Howard Lau, chief information officer at Canadia Bank, echoed that point, saying trust and empathy shape long-term client relationships.
“Technology is transforming how we serve customers,” he said.
“But when a customer is under financial stress, empathy and ethical judgment build trust. Hard skills are engineering — soft skills are the direction that drives that engine,” he added.

Architecture sector: time, client negotiations
Architect lecturer Kananda Nath said real-world training teaches students to manage deadlines, budgets and shifting client needs — skills impossible to grasp through theory alone.
“In the real world, clients may change their demands at the last minute and students must adjust,” he said.
“Time management and understanding the client are just as important as design skills,” he continued.
Phatsa Thort, an architect from the Ministry of Land Management, said both hard and soft skills are essential for the sector, pointing to her work on projects in Phnom Penh and inside Angkor Park.
“You need to know 3D rendering and site analysis, but diplomacy and negotiation matter because you must communicate clearly to make people understand what you want,” she said.

Cambodia’s own AI tools encouraged
GateKhmer.ai — an AI language platform under Codingate — joined the event to show students how local technology tools are becoming more competitive.
“We want students to know that Cambodia has an AI platform that supports both Khmer and English,” said trainer Chan Pichey.
“It is an opportunity for technology students to intern with us and learn how AI can be developed in our own language,” he added.
Students feel the impact
Fourth-year student Long Gechhouy, now assisting the CEO of Codingate, said her internships had helped her to turn academic concepts into real solutions.
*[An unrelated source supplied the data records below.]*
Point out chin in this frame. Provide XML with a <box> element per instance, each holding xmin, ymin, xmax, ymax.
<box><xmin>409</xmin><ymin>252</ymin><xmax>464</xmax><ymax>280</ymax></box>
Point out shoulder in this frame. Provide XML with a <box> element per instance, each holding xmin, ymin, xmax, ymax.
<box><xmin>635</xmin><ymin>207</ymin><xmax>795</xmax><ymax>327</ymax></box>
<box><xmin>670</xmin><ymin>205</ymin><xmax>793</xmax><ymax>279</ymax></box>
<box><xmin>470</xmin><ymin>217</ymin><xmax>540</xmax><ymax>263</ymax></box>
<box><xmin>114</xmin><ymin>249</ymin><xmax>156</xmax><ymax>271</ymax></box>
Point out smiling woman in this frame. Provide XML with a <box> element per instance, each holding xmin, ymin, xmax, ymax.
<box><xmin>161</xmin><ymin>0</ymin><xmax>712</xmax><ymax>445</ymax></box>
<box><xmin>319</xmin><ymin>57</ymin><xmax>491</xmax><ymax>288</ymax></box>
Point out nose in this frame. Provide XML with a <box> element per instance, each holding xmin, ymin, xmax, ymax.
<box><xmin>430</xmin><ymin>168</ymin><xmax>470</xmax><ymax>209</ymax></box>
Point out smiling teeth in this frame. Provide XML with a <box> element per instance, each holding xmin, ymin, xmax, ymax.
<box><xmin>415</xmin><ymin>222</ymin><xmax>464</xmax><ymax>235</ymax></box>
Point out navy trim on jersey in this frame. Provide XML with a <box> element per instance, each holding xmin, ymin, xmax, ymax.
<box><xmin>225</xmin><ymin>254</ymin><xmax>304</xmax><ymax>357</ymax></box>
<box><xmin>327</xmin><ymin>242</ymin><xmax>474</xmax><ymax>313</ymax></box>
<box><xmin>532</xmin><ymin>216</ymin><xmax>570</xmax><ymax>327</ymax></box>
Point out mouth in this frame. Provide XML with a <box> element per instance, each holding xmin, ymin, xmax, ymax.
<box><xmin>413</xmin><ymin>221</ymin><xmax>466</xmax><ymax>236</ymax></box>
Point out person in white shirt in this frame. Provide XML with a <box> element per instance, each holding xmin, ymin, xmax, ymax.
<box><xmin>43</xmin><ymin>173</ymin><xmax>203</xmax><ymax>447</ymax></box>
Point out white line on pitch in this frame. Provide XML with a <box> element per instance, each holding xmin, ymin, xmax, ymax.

“What surprised me was not a specific skill, but the ability to apply the knowledge to solve a real problem,” she said.
Handling her first major project, she learned to translate client needs into programming language.
“Having hard skills is not enough — you must understand people and business, and know how your work impacts the company,” she explained.
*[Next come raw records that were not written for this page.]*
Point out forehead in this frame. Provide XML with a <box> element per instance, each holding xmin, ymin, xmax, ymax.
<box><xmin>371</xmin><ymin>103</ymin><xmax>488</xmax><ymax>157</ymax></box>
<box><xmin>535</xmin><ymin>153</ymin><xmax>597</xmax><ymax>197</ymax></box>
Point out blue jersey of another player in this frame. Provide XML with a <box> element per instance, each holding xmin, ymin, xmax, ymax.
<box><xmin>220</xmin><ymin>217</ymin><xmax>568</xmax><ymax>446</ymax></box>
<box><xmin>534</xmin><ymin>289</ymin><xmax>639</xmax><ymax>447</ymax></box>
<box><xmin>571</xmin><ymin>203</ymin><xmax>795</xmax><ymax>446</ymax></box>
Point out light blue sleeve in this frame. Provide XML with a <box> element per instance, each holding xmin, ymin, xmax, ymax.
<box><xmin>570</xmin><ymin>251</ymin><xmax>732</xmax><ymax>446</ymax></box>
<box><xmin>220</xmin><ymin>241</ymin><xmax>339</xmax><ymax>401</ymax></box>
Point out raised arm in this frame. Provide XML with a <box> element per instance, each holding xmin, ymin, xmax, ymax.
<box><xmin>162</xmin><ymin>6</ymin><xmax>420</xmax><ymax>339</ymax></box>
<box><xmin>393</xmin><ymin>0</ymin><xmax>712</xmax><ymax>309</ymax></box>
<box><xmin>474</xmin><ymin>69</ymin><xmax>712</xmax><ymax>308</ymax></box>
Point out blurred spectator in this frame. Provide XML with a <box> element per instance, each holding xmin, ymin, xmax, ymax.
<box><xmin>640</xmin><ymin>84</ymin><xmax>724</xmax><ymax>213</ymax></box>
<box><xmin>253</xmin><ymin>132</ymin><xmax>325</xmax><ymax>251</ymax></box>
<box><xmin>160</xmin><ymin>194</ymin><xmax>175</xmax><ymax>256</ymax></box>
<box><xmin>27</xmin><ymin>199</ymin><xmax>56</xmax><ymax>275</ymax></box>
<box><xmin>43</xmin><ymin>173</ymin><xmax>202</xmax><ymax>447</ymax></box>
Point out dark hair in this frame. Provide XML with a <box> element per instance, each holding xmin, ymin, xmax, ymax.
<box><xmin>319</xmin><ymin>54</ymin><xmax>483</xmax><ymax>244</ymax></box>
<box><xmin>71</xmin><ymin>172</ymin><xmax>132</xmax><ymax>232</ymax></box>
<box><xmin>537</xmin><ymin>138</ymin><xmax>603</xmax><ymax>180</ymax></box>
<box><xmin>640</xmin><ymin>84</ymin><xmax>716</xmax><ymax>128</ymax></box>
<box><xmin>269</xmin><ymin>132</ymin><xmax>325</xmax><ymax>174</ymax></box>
Linking education to transformation
Across speeches, one message dominated: Cambodia’s workforce of the future will need logic, adaptability, communication, ethical decision-making and the confidence to handle real challenges — not just theory.
As the forum opened its exhibitions, hackathons and workshops, Li urged students and companies to use the event to forge deeper collaboration.
“Let this forum spark ideas, partnerships, and transformations that uplift our youth and our nation,” she said. “Let the transformation begin.”